The Warmth of Other Suns: The Epic Story of America’s Great Migration

By Isabel Wilkerson

The Warmth of Other Suns “chronicles one of the great untold stories of American history: the decades-long migration of black citizens who fled the south for northern and western cities in search of a better life.”

“This is narrative nonfiction, lyrical and tragic and fatalist. The story exposes; the story moves; the story ends.”

This is Wilkerson’s first book, but she’s no newcomer to journalistic narrative; she’s a Pulitzer Prize winner for her work in the New York Times.

This is a truly epic story, grand in scale — covering a half century — and vast in ambition — as part of Wilkerson’s intensive research for the book, she interviewed over 1,000 people.

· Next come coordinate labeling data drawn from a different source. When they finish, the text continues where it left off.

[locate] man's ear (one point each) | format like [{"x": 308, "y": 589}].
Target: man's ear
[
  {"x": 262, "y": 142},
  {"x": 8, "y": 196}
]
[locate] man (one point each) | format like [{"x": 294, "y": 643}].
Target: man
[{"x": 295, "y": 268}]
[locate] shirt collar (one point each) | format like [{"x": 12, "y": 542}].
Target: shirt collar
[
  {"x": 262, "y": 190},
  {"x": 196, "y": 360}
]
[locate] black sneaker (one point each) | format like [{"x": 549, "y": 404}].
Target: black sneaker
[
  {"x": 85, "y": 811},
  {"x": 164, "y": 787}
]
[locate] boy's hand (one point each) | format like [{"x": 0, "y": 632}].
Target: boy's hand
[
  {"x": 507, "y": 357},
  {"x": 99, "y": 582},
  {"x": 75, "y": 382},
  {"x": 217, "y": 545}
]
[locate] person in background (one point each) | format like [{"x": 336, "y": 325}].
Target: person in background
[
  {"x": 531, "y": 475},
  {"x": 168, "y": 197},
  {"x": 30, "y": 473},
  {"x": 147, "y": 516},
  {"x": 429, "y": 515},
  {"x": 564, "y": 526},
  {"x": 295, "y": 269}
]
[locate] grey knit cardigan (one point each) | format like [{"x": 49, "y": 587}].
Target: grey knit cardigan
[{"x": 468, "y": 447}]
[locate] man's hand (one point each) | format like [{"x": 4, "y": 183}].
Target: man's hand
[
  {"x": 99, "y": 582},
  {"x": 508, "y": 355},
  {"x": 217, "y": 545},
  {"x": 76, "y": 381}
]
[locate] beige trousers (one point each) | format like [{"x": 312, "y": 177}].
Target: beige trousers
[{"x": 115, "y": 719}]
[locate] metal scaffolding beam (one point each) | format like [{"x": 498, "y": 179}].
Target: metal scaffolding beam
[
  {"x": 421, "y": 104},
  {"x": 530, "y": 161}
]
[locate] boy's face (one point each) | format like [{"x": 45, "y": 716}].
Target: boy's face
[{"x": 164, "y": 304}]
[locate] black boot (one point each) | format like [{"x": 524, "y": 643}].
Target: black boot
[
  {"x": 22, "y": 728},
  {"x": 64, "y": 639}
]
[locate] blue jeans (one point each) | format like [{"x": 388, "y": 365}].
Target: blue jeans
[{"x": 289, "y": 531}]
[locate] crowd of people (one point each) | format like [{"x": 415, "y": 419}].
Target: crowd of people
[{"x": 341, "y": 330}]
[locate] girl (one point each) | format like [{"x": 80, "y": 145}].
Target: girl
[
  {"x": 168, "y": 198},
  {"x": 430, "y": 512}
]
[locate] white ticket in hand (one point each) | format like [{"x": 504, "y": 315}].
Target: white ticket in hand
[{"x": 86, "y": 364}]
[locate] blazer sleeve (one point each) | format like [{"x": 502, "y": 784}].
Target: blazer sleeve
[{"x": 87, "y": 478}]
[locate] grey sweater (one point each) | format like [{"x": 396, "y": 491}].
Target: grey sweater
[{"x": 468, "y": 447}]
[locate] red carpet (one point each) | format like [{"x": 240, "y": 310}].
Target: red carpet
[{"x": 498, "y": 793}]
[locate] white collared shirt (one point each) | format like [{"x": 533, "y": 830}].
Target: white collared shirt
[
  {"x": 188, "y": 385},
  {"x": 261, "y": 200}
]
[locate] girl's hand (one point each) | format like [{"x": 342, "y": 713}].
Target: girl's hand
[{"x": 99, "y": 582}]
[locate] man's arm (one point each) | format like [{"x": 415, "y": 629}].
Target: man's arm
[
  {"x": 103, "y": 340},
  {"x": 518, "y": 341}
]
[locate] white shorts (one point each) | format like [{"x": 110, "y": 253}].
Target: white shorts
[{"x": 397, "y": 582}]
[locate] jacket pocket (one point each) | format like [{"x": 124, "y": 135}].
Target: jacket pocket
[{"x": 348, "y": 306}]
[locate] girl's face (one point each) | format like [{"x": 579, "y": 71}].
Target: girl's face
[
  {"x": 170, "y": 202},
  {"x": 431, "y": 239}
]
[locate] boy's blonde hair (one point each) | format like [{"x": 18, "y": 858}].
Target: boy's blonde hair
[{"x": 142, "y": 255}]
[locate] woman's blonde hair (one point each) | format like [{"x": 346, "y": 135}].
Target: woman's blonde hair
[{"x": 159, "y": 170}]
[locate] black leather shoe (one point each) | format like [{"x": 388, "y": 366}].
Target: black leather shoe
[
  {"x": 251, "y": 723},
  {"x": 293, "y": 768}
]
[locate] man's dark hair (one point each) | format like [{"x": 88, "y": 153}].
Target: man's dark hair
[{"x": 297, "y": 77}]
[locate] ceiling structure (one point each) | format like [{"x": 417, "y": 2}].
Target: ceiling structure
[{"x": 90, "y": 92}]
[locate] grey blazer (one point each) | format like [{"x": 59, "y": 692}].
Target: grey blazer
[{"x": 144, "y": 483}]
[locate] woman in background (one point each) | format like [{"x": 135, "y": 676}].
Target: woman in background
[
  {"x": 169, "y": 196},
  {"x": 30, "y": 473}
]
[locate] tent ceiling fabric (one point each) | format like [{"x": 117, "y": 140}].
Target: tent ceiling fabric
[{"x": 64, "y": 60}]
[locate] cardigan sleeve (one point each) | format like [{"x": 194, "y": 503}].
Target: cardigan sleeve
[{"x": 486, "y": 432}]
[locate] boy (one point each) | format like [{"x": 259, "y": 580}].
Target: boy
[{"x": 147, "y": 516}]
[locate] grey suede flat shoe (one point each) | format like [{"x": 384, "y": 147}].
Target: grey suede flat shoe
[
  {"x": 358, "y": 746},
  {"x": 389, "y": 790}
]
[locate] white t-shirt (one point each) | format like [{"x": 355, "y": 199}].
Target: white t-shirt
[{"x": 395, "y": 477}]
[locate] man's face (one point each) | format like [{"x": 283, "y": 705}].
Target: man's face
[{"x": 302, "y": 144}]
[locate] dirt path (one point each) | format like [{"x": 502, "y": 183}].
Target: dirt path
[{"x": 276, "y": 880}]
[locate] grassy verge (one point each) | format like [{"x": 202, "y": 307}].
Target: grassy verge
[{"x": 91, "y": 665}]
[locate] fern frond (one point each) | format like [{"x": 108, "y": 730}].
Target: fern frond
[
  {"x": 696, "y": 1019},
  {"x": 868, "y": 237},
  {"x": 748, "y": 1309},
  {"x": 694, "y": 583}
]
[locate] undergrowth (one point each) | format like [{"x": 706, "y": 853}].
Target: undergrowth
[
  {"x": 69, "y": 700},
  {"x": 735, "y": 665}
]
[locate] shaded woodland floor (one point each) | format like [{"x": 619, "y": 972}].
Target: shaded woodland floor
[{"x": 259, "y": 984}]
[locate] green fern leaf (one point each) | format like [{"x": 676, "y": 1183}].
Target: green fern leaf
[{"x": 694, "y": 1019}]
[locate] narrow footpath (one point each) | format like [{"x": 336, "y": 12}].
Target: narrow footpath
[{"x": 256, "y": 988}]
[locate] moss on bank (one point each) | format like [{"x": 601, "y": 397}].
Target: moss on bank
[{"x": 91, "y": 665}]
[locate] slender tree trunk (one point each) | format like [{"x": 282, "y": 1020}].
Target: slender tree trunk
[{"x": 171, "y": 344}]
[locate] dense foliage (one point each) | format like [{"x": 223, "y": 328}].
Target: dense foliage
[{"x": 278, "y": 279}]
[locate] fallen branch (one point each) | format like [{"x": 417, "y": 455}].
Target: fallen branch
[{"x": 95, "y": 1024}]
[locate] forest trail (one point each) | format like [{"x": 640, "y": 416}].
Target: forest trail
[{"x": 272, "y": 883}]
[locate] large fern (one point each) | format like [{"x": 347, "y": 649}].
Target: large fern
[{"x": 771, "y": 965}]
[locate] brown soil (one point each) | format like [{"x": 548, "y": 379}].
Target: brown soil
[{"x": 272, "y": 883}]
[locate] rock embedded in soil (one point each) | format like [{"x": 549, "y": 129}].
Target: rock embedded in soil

The resulting form: stories which are “case studies written as novellas”…told “through the lives of three people no one has heard of.” Not just epic but intimate — specific stories, told with precision.

This is a compelling narrative device — using these three portraits, unfolding over long periods of time, to illustrate a much larger experience, a mostly unwritten, emergent phenomena which affected over six million people — “perhaps the biggest underreported story of the twentieth century.” In Wilkerson’s “Notes on Methodology” she characterizes the book as “essentially three projects in one”; it’s clear she invested enormous care and effort into doing the story justice.

I really like how one reviewer put it: “What she’s done with these oral histories is stow memory in amber.”